- Judas [2]
Judas, 1) J. der Apostel, erscheint in den Apostelkatalogen des Lukas (Luk. 6,16; Apostelgesch. 1,13; vgl. auch Joh. 14,12) statt des Matth. 10,3, Mark. 3,18 genannten Lebbäus oder Thaddäus, mit dem er daher gewöhnlich kurzweg vereinerleit wird. Seine Lebensgeschichte beruht auf widerspruchsvollen Sagen. Nach der abendländischen Überlieferung soll er mit Simon den Persern das Evangelium verkündigt und dort als Märtyrer geendet haben, wogegen die alte Legende von Edessa den J. mit Thomas (s. d.) identifiziert, der schon um 200 als Apostel Parthiens galt, den Thaddäus dagegen, auf den das Christentum in Edessa zurückgeführt wird, nur zu einem der 70 Jünger macht. Sein Tag ist in der griechischen Kirche der 16. (22.) Mai, in der katholischen der 28. Oktober. Nach der traditionellen Meinung gilt er als Verfasser des im Neuen Testament befindlichen, dem 2. Jahrh. angehörigen kleinen Briefes des J., der die Verirrungen der antinomistischen Gnosis rügt.

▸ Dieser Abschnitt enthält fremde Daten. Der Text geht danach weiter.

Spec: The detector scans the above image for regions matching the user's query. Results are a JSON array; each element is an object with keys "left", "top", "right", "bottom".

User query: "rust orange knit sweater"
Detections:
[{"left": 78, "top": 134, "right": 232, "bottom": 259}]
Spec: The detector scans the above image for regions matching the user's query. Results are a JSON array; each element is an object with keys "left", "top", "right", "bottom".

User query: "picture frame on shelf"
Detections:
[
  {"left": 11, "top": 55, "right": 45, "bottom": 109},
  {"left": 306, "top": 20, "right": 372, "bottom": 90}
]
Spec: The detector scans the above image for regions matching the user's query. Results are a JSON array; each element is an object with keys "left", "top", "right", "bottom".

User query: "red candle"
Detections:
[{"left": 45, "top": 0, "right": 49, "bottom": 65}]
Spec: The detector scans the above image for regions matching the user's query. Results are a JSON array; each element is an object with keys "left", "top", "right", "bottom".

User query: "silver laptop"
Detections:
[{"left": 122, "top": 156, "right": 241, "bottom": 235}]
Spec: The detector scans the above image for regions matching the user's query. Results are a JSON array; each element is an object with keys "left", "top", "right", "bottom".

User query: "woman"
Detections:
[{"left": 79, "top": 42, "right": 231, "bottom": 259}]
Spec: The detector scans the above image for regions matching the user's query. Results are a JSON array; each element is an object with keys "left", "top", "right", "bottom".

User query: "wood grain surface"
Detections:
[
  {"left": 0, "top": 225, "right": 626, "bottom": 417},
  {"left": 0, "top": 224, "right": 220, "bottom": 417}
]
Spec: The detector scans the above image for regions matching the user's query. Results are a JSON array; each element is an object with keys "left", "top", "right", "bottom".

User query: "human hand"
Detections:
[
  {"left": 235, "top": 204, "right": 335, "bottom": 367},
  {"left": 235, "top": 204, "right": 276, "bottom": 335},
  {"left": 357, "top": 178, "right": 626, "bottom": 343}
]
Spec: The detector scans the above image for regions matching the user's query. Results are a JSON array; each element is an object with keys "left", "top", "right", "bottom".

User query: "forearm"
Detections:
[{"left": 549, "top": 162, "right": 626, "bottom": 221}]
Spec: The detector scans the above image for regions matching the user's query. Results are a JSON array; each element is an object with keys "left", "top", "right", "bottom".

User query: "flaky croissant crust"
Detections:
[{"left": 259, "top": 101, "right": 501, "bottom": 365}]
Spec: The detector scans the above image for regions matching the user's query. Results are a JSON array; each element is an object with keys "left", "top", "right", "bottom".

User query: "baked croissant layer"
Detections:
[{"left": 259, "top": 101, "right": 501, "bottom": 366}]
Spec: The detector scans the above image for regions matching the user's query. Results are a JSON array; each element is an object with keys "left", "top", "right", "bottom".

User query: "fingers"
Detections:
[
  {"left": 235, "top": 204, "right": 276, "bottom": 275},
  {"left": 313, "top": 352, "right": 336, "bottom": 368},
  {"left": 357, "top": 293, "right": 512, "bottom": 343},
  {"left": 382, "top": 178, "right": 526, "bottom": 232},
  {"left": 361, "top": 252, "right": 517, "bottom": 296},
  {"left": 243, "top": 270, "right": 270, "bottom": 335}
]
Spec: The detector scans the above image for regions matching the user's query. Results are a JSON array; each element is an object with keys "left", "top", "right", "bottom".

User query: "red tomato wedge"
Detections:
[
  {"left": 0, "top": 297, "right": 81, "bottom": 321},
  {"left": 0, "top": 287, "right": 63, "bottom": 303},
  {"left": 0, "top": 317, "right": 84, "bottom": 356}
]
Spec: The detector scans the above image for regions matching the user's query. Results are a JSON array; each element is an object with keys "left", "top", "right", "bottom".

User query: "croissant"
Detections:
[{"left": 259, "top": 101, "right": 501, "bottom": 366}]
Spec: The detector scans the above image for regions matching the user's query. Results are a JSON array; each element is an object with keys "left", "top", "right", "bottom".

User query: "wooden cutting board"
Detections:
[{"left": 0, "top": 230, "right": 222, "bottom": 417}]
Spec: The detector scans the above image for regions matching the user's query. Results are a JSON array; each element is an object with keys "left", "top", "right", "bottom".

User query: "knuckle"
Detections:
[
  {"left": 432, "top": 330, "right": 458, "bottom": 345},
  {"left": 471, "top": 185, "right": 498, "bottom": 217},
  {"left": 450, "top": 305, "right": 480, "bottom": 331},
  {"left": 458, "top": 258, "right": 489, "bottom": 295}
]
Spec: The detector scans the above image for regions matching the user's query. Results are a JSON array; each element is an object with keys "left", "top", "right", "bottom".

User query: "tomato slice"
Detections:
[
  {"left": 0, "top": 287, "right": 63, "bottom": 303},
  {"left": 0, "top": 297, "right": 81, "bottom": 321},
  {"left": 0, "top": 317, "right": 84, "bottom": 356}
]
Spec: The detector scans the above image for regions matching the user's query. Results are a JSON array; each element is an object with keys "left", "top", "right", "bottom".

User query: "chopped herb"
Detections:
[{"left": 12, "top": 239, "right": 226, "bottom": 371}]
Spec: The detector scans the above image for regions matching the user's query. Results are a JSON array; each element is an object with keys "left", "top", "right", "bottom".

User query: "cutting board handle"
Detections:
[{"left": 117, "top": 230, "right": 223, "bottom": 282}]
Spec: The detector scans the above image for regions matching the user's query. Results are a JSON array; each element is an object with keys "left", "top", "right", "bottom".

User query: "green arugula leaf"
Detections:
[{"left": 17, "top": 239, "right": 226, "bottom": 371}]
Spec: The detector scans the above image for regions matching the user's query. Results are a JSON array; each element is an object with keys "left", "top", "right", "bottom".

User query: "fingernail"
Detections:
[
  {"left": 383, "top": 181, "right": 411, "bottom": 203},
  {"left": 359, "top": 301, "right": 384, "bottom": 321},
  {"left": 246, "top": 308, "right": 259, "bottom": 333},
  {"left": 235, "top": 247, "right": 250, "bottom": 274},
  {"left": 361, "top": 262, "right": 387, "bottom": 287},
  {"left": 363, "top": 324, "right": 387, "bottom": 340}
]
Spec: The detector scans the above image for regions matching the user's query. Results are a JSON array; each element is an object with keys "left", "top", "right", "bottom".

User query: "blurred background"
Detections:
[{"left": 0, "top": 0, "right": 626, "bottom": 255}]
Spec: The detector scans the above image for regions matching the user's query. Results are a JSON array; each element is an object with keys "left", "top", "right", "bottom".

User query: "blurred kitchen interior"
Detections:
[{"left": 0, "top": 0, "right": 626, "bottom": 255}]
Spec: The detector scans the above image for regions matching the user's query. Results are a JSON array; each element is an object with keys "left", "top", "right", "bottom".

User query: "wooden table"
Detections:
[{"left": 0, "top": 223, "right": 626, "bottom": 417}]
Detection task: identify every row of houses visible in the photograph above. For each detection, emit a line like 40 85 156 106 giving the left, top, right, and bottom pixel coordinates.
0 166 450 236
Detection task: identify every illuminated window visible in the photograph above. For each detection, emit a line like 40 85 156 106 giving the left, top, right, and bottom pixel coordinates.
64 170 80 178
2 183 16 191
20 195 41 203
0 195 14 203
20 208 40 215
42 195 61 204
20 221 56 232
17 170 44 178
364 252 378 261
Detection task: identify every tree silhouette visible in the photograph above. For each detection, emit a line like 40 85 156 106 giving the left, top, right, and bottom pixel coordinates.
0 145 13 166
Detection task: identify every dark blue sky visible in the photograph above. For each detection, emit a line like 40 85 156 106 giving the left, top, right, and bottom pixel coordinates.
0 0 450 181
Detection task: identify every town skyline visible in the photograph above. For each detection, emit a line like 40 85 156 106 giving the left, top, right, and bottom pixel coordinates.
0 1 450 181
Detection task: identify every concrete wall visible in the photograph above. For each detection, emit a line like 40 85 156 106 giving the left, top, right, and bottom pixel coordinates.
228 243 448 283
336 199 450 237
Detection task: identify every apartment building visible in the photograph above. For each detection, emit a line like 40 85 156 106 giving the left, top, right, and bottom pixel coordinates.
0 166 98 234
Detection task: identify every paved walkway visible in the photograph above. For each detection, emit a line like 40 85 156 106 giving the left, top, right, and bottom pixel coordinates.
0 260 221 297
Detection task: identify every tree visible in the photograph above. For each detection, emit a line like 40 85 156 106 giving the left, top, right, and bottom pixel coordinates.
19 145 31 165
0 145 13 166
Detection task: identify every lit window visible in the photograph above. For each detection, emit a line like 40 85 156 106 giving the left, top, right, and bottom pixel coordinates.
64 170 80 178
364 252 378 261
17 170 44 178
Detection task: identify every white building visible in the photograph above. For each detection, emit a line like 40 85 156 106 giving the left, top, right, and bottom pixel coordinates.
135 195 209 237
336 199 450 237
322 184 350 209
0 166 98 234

2) J. Ischariot, Sohn Simons, aus Kariot im Stamm Juda, einer der zwölf Apostel Jesu, der Jesum mit einem Kuß (Judaskuß) für die Summe von 30 Sekel (etwa 60 Mk.) verriet und sich darauf in der Verzweiflung selbst das Leben genommen haben soll, worüber schon im Urchristentum drei verschiedene Berichte umliefen. Über die Motive des Verrats gibt es nur Vermutungen. Die Gestalt des Verräters, dem die Volksphantasie bald auch einen bestimmten Typus lieh, tritt in allen poetischen Erzählungen vom Leben Jesu wie in den biblischen Dramen des 16. Jahrh. in gleich abschreckender Weise auf: überall erscheint er als Repräsentant der niedrigsten Habsucht, teuflischer Bosheit und trauriger geistiger Beschränktheit, zugleich als eine gemeine Alltagsnatur. Auch der Halbroman »J. der Erzschelm« von Abraham a Santa Clara (1689) folgt dieser Auffassung, während neuere Dichtungen, wie die Tragödien: »J. Ischarioth« (1852) von Elisa Schmidi, »Jesus der Christ« (1865) von Dulk und »Maria von Magdala« (1902) von Paul Heyse, den Charakter des Verräters zu heben und psychologisch verständlich zu machen suchen. In der frühchristlichen Kunst findet sich nur auf einigen wenigen Denkmälern der Verrat des J. (Judaskuß) und der Selbstmord des J. (z. B. auf einem Elfenbeinrelief des 6. Jahrh. im Britischen Museum, s. Tafel »Christliche Altertümer II«, Fig. 15) dargestellt. In der Kunst des Mittelalters und der Renaissance kommen dagegen keine Darstellungen des Selbstmordes vor; J. fehlt dafür in keiner der zyklischen Darstellungen der Passion und in keiner der Darstellungen des Abendmahls. Auf letztern wird er gewöhnlich mit einem Beutel mit dem Lohn seines Verrates dargestellt (bekanntestes Beispiel das Abendmahl Leonardos da Vinci), in der ältern italienischen Kunst von den übrigen Jüngern isoliert an einer Seite des Tisches allein sitzend (Beispiel: Fresko von D. Ghirlandajo in Ognissanti zu Florenz). In neuerer Zeit ist E. v. Gebhardt auf seinem Bilde des Abendmahls in der Berliner Nationalgalerie von der Überlieferung abgewichen, indem er J. dargestellt hat, wie er bei den Worten Christi heimlich hinausschleicht. Vgl. G. Maderspach, J., eine Charakteristik (Dresd. 1904).